Split brain problem with two master nodes

We have a requirement where we need to upgrade OS and for that Elasticsearch will be fresh installed on the nodes. I have a question related to master nodes removal.

We have 3 master nodes as part of the cluster. What approach can I take for removing master nodes from cluster for OS migration and then adding them back after OS migration is done.

Approach 1 - Remove one master node at a time for OS migration
Questions

  1. Can I remove one master node, following this blog and let the elasticsearch cluster run with 2 master nodes and add the removed master nodes once OS migration is done?
  2. With 2 master nodes, is there risk of split brain if they are not able to talk to each other?

Approach 2 - add a new master node at a time for OS migration, and then remove existing one after that , so that cluster has 3 master nodes at a time.

Both approaches are fine. No split-brain risk either way.

There is no risk of split brain, but if they are not able to talk to each other the cluster will be unavailable and you will need to wait for a new master election, which will require 3 nodes.

If your nodes are master nodes only I would simple add new masters and remove the others.

1 Like

@leandrojmp @DavidTurner
Thanks for details. If both nodes are not able to talk to each other, and cluster is not available. Then this approach is not fine, correct?
Or let me rephrase my question:
If there are two master nodes and they are not able to talk to each other, is my cluster at risk? will cluster be considered healthy and functional?

Thanks @DavidTurner !
For Option#1, Will cluster be functional and healthy if two remaining master nodes are not able to talk to each other?

Which node will be master in this case when two nodes are not able to talk to each other?

It is no at the risk of something like split brain, but it will not be healthy or functional, it will just stop answering to requests.

A two node cluster is not resilient to failures, if one of the nodes goes down or the nodes cannot communicate with each other, then the cluster will not work until a new master is elected, an to elect a new master you need at least 3 nodes.

So, in resume, if you remove one node to change the OS and this node is not the active master, your cluster will still be running and answering to requests, but it will not be able to afford losing another node.

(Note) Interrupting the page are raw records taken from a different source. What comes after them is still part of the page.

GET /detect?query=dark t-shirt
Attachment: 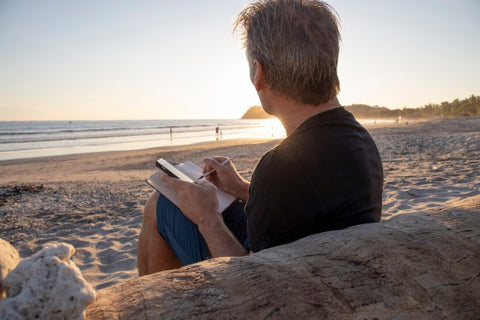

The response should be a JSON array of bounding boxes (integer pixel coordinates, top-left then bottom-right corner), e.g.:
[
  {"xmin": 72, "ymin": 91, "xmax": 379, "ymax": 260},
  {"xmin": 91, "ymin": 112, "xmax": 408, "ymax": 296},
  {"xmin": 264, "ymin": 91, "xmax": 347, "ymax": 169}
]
[{"xmin": 245, "ymin": 107, "xmax": 383, "ymax": 252}]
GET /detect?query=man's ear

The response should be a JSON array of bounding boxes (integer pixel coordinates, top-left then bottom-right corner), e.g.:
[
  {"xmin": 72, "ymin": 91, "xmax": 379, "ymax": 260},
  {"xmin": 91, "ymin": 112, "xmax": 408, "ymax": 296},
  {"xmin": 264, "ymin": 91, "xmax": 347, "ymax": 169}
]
[{"xmin": 251, "ymin": 60, "xmax": 266, "ymax": 91}]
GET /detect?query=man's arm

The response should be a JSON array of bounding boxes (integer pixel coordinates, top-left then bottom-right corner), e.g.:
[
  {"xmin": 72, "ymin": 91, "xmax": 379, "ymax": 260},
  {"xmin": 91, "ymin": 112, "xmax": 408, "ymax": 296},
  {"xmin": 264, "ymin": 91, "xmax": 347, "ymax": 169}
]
[{"xmin": 161, "ymin": 175, "xmax": 248, "ymax": 257}]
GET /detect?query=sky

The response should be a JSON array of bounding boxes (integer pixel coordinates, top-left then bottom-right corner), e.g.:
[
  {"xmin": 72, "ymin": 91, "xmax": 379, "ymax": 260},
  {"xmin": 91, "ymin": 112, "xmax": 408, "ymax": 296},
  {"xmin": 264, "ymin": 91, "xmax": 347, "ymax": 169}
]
[{"xmin": 0, "ymin": 0, "xmax": 480, "ymax": 121}]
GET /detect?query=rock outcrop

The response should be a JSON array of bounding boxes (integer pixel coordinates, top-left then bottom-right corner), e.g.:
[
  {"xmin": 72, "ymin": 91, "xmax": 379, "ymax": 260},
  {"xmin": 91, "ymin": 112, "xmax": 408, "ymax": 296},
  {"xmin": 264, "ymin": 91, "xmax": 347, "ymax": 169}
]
[
  {"xmin": 0, "ymin": 239, "xmax": 20, "ymax": 299},
  {"xmin": 87, "ymin": 196, "xmax": 480, "ymax": 319},
  {"xmin": 0, "ymin": 243, "xmax": 95, "ymax": 320}
]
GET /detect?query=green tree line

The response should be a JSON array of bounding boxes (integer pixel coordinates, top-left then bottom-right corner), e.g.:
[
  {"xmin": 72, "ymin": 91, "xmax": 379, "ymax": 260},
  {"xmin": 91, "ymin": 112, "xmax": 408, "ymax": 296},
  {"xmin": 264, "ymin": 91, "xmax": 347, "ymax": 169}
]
[{"xmin": 345, "ymin": 95, "xmax": 480, "ymax": 119}]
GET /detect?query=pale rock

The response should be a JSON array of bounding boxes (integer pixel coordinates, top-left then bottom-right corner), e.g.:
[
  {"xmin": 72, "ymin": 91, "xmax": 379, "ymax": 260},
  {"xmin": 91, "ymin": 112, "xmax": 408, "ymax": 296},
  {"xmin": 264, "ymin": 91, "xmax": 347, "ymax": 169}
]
[
  {"xmin": 0, "ymin": 238, "xmax": 20, "ymax": 299},
  {"xmin": 0, "ymin": 243, "xmax": 95, "ymax": 320},
  {"xmin": 87, "ymin": 196, "xmax": 480, "ymax": 320}
]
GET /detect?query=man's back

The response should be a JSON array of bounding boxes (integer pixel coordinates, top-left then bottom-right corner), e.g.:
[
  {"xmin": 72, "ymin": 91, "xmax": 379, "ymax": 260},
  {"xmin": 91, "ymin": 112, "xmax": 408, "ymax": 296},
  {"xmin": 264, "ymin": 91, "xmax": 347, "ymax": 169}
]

From what you described I think that the safest solution is to add new master nodes in the new OS and cycle the older ones.

For example, add a new master, then cycle one old node, do this until all nodes are replaced.

But even with this approach you should use a maintenance window to afford some downtime.

Thanks @leandrojmp !
That answers my query as i was looking for which option to choose, and its Option#2 now as option#1 is risky for running cluster in Prod.